In 1e and 2e it was much easier to instadeath a wizard. For example, in Lost Caves of Tsojncanth there was a rock slide and avalanche that both had a really difficult instadeath save for wizards. Or in Shrine of the Kuo Toa, there are these kuo-toa assassins that will also instadeath a wizard. Wizards always knew it could be there day to be instadeathed.
This problem was usually solved by the wizard's player ordering pizza for the group in order to be given a mulligan on the instadeath. Over time, this made the wizard seem overpowered.
However, it was really delivery pizza that was overpowered.
 

In 1e and 2e it was much easier to instadeath a wizard. For example, in Lost Caves of Tsojncanth there was a rock slide and avalanche that both had a really difficult instadeath save for wizards.

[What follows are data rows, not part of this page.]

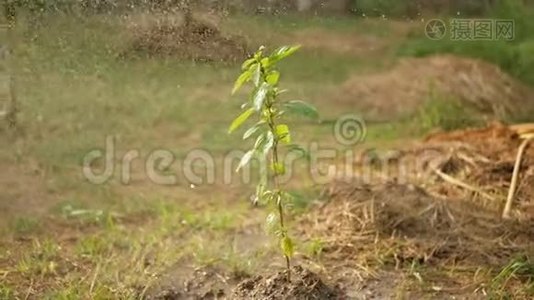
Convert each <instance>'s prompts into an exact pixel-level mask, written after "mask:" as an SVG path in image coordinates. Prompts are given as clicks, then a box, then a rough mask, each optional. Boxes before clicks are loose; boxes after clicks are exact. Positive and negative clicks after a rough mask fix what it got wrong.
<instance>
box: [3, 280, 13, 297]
mask: <svg viewBox="0 0 534 300" xmlns="http://www.w3.org/2000/svg"><path fill="white" fill-rule="evenodd" d="M14 298H15V291H14V290H13V289H12V288H11V287H9V286H7V285H5V284H3V283H0V299H14Z"/></svg>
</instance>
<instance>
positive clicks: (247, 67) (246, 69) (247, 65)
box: [241, 58, 256, 71]
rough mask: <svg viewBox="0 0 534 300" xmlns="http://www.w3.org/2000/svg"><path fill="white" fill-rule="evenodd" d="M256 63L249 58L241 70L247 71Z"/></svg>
mask: <svg viewBox="0 0 534 300" xmlns="http://www.w3.org/2000/svg"><path fill="white" fill-rule="evenodd" d="M255 62H256V59H255V58H249V59H247V60H245V61H244V62H243V64H242V65H241V70H243V71H245V70H248V69H249V68H250V67H251V66H252V65H253V64H254V63H255Z"/></svg>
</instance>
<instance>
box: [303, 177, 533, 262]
mask: <svg viewBox="0 0 534 300" xmlns="http://www.w3.org/2000/svg"><path fill="white" fill-rule="evenodd" d="M327 191H328V196H329V198H330V201H328V202H326V203H324V204H322V205H321V206H320V207H318V208H317V209H316V210H314V211H313V212H312V213H311V214H310V215H308V216H306V217H305V218H304V219H303V220H302V226H301V228H303V229H304V235H305V236H309V237H310V238H311V237H314V238H320V239H321V240H323V241H325V242H326V245H327V246H326V247H325V249H323V253H325V254H326V255H328V256H329V258H333V259H339V260H340V261H345V262H346V261H349V262H353V263H354V264H355V265H356V266H361V265H373V264H375V265H376V264H380V263H386V264H392V265H396V266H398V265H400V264H403V263H412V262H414V261H415V262H419V263H427V264H446V265H456V264H458V263H462V265H467V266H477V265H485V266H503V264H505V263H507V262H508V261H509V259H510V258H511V257H513V256H514V255H517V254H526V255H534V241H532V239H531V237H532V236H533V234H534V222H524V223H519V222H512V221H500V218H499V215H498V214H496V213H494V212H492V211H489V210H485V209H483V208H481V207H478V206H476V205H475V204H474V203H472V202H469V201H460V200H445V199H441V198H436V197H433V196H431V195H429V194H427V193H426V192H425V191H423V190H422V189H420V188H417V187H415V186H410V185H398V184H386V185H355V184H350V183H340V182H335V183H333V184H331V185H330V186H329V188H328V190H327Z"/></svg>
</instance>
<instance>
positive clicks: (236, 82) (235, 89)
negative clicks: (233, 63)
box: [232, 70, 252, 95]
mask: <svg viewBox="0 0 534 300" xmlns="http://www.w3.org/2000/svg"><path fill="white" fill-rule="evenodd" d="M251 75H252V74H251V73H250V71H249V70H247V71H244V72H243V73H241V75H239V77H237V80H236V81H235V83H234V88H233V89H232V95H233V94H235V93H236V92H237V91H238V90H239V89H240V88H241V87H242V86H243V84H245V82H247V81H249V80H250V76H251Z"/></svg>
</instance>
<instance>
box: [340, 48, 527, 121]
mask: <svg viewBox="0 0 534 300" xmlns="http://www.w3.org/2000/svg"><path fill="white" fill-rule="evenodd" d="M436 93H437V95H440V96H445V97H444V100H446V99H448V98H451V99H455V100H458V101H460V102H461V103H463V104H465V105H466V106H469V107H471V108H473V109H474V110H476V111H479V112H480V113H481V114H483V115H490V116H496V117H498V118H505V117H509V116H514V117H519V118H520V117H525V116H529V114H530V115H531V114H532V112H534V91H532V90H531V89H529V88H528V87H527V86H525V85H523V84H521V83H520V82H518V81H516V80H514V79H513V78H511V77H510V76H508V75H507V74H505V73H503V72H502V71H501V70H500V69H499V68H498V67H497V66H494V65H492V64H489V63H487V62H484V61H481V60H476V59H470V58H461V57H456V56H452V55H438V56H431V57H426V58H408V59H403V60H401V61H400V62H399V64H398V65H397V66H395V67H394V68H393V69H391V70H387V71H385V72H383V73H378V74H373V75H358V76H355V77H352V78H350V79H349V80H348V81H347V82H345V83H344V84H343V86H342V89H341V91H340V92H339V94H338V95H336V97H335V98H334V99H339V101H340V103H344V104H350V105H352V106H353V107H356V108H358V109H359V110H361V111H362V112H363V113H364V114H366V116H367V118H369V119H374V120H391V119H392V118H400V117H405V116H408V115H411V114H413V113H414V112H416V111H417V110H418V108H419V107H420V106H421V105H422V104H424V103H425V101H427V100H429V99H431V98H432V96H431V95H436ZM434 98H436V97H434ZM431 100H433V99H431Z"/></svg>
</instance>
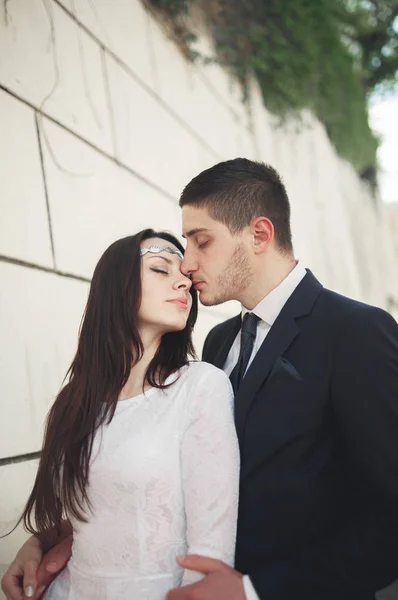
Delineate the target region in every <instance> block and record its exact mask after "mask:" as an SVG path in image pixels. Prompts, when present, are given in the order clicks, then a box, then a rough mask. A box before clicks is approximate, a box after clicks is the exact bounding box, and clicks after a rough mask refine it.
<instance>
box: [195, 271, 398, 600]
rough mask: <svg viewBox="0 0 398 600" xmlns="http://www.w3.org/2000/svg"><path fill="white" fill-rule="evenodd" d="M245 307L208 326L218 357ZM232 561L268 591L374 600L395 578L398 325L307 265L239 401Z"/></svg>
mask: <svg viewBox="0 0 398 600" xmlns="http://www.w3.org/2000/svg"><path fill="white" fill-rule="evenodd" d="M240 324H241V318H240V316H238V317H235V318H233V319H230V320H228V321H226V322H224V323H222V324H220V325H217V326H216V327H215V328H214V329H213V330H212V331H211V332H210V333H209V335H208V337H207V339H206V342H205V346H204V351H203V359H204V360H205V361H207V362H210V363H212V364H214V365H216V366H218V367H220V368H222V367H223V365H224V362H225V359H226V357H227V355H228V352H229V350H230V347H231V345H232V342H233V340H234V338H235V336H236V335H237V333H238V331H239V329H240ZM235 418H236V428H237V432H238V437H239V443H240V449H241V485H240V503H239V519H238V535H237V547H236V568H237V569H238V570H239V571H241V572H243V573H248V574H249V575H250V578H251V580H252V583H253V585H254V587H255V589H256V591H257V594H258V595H259V597H260V599H261V600H262V599H264V600H301V599H303V600H343V599H344V600H369V599H373V598H374V595H375V591H376V590H378V589H381V588H383V587H385V586H386V585H388V584H389V583H390V582H392V581H393V580H394V579H396V578H397V577H398V325H397V323H396V322H395V320H394V319H393V318H392V317H391V316H390V315H389V314H388V313H386V312H385V311H383V310H381V309H378V308H375V307H371V306H368V305H366V304H361V303H359V302H355V301H353V300H350V299H348V298H345V297H343V296H340V295H338V294H336V293H334V292H331V291H329V290H326V289H324V288H323V287H322V286H321V284H320V283H319V282H318V281H317V280H316V279H315V277H314V276H313V275H312V274H311V273H310V272H307V275H306V276H305V277H304V279H303V280H302V281H301V283H300V284H299V286H298V287H297V288H296V290H295V291H294V293H293V294H292V296H291V297H290V298H289V300H288V301H287V303H286V304H285V306H284V308H283V309H282V312H281V313H280V315H279V316H278V318H277V320H276V321H275V323H274V325H273V326H272V327H271V329H270V331H269V333H268V335H267V337H266V339H265V341H264V343H263V345H262V346H261V348H260V349H259V351H258V353H257V355H256V357H255V359H254V361H253V362H252V364H251V366H250V367H249V369H248V371H247V374H246V376H245V378H244V380H243V382H242V385H241V388H240V390H239V392H238V394H237V396H236V399H235Z"/></svg>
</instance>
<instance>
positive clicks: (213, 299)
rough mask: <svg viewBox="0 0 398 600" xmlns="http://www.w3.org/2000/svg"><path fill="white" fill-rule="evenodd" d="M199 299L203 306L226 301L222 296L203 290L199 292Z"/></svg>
mask: <svg viewBox="0 0 398 600" xmlns="http://www.w3.org/2000/svg"><path fill="white" fill-rule="evenodd" d="M199 301H200V303H201V304H203V306H218V305H219V304H222V303H223V302H225V300H223V299H222V298H217V297H214V296H211V295H210V294H207V293H206V292H201V291H200V292H199Z"/></svg>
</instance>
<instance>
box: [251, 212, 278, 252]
mask: <svg viewBox="0 0 398 600" xmlns="http://www.w3.org/2000/svg"><path fill="white" fill-rule="evenodd" d="M250 229H251V233H252V236H253V249H254V253H255V254H262V253H263V252H265V251H266V250H267V249H268V248H269V246H270V245H271V243H272V242H273V240H274V237H275V232H274V226H273V224H272V221H270V220H269V219H267V217H257V219H254V221H252V223H251V225H250Z"/></svg>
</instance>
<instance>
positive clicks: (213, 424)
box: [181, 365, 239, 585]
mask: <svg viewBox="0 0 398 600" xmlns="http://www.w3.org/2000/svg"><path fill="white" fill-rule="evenodd" d="M207 367H208V365H207ZM189 393H190V398H189V402H187V405H188V406H187V410H188V415H187V419H186V421H187V422H186V428H185V432H184V436H183V440H182V448H181V465H182V481H183V491H184V500H185V511H186V518H187V540H188V553H189V554H202V555H204V556H209V557H212V558H218V559H221V560H223V561H224V562H226V563H227V564H229V565H231V566H232V565H233V562H234V554H235V541H236V523H237V511H238V486H239V448H238V442H237V437H236V431H235V425H234V418H233V392H232V387H231V384H230V382H229V379H228V377H227V376H226V375H225V373H223V372H222V371H221V370H219V369H216V368H215V367H210V368H209V369H208V368H207V369H206V372H205V373H204V374H202V376H201V377H200V379H199V380H198V381H197V382H196V384H195V389H191V390H190V391H189ZM201 577H202V575H200V574H198V573H196V572H193V571H185V572H184V577H183V582H182V585H186V584H187V583H192V582H193V581H197V580H198V579H200V578H201Z"/></svg>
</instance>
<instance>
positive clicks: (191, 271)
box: [181, 249, 198, 275]
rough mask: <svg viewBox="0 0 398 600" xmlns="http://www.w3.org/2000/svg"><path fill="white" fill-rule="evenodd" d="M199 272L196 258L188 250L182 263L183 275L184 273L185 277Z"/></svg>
mask: <svg viewBox="0 0 398 600" xmlns="http://www.w3.org/2000/svg"><path fill="white" fill-rule="evenodd" d="M197 270H198V265H197V261H196V260H195V259H194V256H193V255H192V254H191V253H190V252H189V250H188V249H186V250H185V254H184V258H183V260H182V263H181V273H184V275H192V273H194V272H195V271H197Z"/></svg>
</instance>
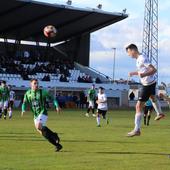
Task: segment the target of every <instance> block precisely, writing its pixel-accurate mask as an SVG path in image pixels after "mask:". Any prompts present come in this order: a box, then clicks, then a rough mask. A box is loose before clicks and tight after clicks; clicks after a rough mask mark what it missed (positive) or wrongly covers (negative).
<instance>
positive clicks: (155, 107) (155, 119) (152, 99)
mask: <svg viewBox="0 0 170 170" xmlns="http://www.w3.org/2000/svg"><path fill="white" fill-rule="evenodd" d="M150 99H151V101H152V105H153V107H154V109H155V111H156V114H157V116H156V117H155V120H160V119H162V118H164V117H165V115H164V114H163V112H162V109H161V105H160V102H159V100H158V98H157V97H156V96H155V95H151V96H150Z"/></svg>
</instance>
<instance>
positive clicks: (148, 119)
mask: <svg viewBox="0 0 170 170" xmlns="http://www.w3.org/2000/svg"><path fill="white" fill-rule="evenodd" d="M152 110H153V107H152V106H151V107H150V108H149V110H148V119H147V126H149V123H150V119H151V113H152Z"/></svg>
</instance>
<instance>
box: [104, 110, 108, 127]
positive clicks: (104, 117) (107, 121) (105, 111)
mask: <svg viewBox="0 0 170 170" xmlns="http://www.w3.org/2000/svg"><path fill="white" fill-rule="evenodd" d="M102 117H103V119H104V120H105V121H106V124H109V119H108V117H107V110H103V111H102Z"/></svg>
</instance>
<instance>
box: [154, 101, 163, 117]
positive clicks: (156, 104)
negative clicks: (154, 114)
mask: <svg viewBox="0 0 170 170" xmlns="http://www.w3.org/2000/svg"><path fill="white" fill-rule="evenodd" d="M152 105H153V107H154V109H155V112H156V114H157V115H160V114H162V109H161V105H160V102H159V100H156V101H155V102H153V101H152Z"/></svg>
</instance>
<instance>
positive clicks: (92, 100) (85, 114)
mask: <svg viewBox="0 0 170 170" xmlns="http://www.w3.org/2000/svg"><path fill="white" fill-rule="evenodd" d="M95 100H96V90H95V85H94V84H93V85H92V87H91V89H89V90H88V95H87V102H88V103H89V106H88V109H87V113H86V114H85V115H86V117H89V113H90V110H92V115H93V117H96V114H95V113H94V109H95Z"/></svg>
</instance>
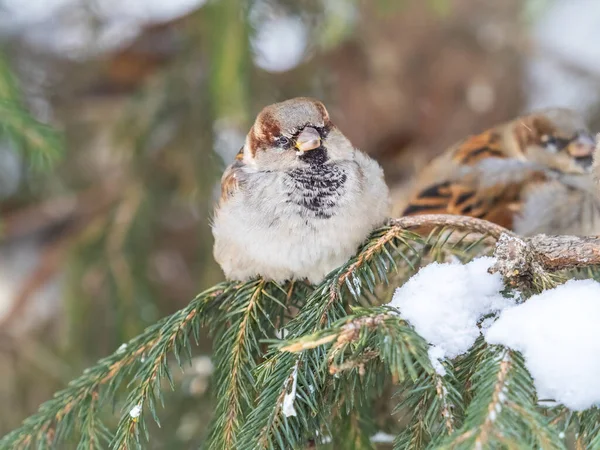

Or in Shrine of the Kuo Toa, there are these kuo-toa assassins that will also instadeath a wizard. Wizards always knew it could be there day to be instadeathed.
This problem was usually solved by the wizard's player ordering pizza for the group in order to be given a mulligan on the instadeath. Over time, this made the wizard seem overpowered.
However, it was really delivery pizza that was overpowered.

Sure. It was easier to instadeath anybody in 2E. IIRC a 20th level fighter still had a 10% chance of death (petrification) against a low-level monster like a Basilisk. (Yes, you could potentially get turned back into flesh, but even that had a pretty hefty chance of killing you in the process. And if you got resurrected from that, resurrection was not guaranteed to work, and you also lost a permanent point of Con.)

That's why I say 5E PCs are far more durable--instadeath mechanics have been almost entirely removed from the game, and resurrection is much easier, and PCs have more ways to stacking the odds in their favor. The Lucky feat alone probably makes a first-level 5E PC as likely to pass a save vs. basilisk gaze as an 8th or 10th level PC in 2E, and in 5E you don't even have to look at the basilisk unless you're surprised!

BTW, I hold with those who believe that the whole point of save-or-die effects in AD&D was that you should try to avoid ever making those saves. The saving throw was a last-ditch chance to not die when you messed up, not a primary defense. Combat As War. If you play 5E that way you quickly discover that encounter guidelines are far too easy.